Freddie shook her head. “She should. She’d be great. But no. I started boxing, so she had to do something different. She’s a kickboxer.”
They returned the chess board, thanked the cowgirl behind the counter, and headed out into the street, where darkness yet reigned.
“Is kickboxing popular here?” he asked.
“Not really. Lennie’s stupid. She has talent. Real talent. She could make way more as a boxer than a kickboxer. But she swears that kickboxing is the sport of the future.”
“Is she pro?”
“Not yet. But she’s racking up the wins. She’s 3-0.”
“She’s catching up to you.”
Freddie grinned. “Which is why my next fight can’t come soon enough. I can’t let her catch up to me. It drives Lennie nuts, not being able to get the fights, but kickboxing shows are rare. There are boxing matches basically every night of the week. Two of her three fights weren’t even in Fight Town. If you’re going to kickbox, you have to travel to fight. She’s already talking about turning pro since it’s so hard to find fights. Patience is not my sister’s forte.”
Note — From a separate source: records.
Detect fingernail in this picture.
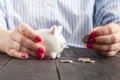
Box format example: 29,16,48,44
90,32,97,37
37,53,44,59
35,35,42,42
86,43,93,48
89,38,96,43
21,53,28,59
38,47,45,53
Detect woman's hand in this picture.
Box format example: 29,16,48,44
86,23,120,56
6,24,45,59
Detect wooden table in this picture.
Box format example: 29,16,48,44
0,48,120,80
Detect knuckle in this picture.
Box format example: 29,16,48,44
111,35,117,43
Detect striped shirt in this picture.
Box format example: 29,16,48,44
0,0,120,47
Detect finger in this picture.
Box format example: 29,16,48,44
97,51,117,57
8,49,28,59
9,41,21,50
16,24,43,42
86,43,120,51
21,37,45,53
20,46,37,57
89,32,120,44
90,23,120,37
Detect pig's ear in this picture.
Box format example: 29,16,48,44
58,26,63,34
49,25,57,34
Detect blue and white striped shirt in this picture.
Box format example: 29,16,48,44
0,0,120,47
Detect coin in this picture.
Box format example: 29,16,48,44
82,34,90,43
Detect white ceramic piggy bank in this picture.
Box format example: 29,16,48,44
37,25,66,59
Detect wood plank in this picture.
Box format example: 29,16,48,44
56,49,120,80
0,58,58,80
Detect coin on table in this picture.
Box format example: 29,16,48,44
82,34,90,43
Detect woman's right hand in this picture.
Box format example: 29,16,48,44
6,24,45,59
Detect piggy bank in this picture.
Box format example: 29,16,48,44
37,25,66,59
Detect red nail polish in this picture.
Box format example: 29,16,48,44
21,53,28,59
89,38,96,43
37,53,44,59
35,35,42,42
90,32,97,38
38,47,45,53
86,43,93,48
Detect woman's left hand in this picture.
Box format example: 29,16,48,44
86,23,120,56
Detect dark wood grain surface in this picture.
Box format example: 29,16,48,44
0,48,120,80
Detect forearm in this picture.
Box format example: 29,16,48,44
0,29,11,53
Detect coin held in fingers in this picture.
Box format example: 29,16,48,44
82,34,90,43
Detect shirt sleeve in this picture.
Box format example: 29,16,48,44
94,0,120,26
0,0,7,29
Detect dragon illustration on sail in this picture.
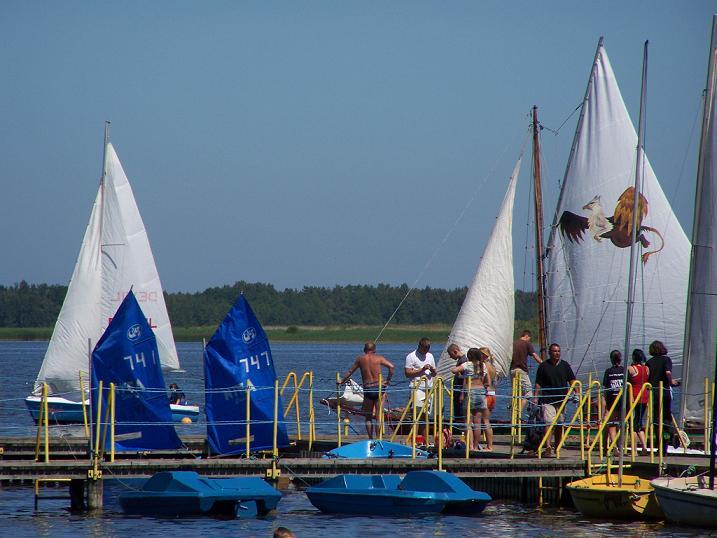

Reaching her apartment building, they went up to the roof, settled onto the grass, and synced their breathing.
Johnny was glad for the cult coffee coursing through his veins. Otherwise, he would likely fall asleep. Not because he was tired—he felt highly energized these days—but because the process was so relaxing, especially with Freddie’s soft voice counting out the stages of respiration.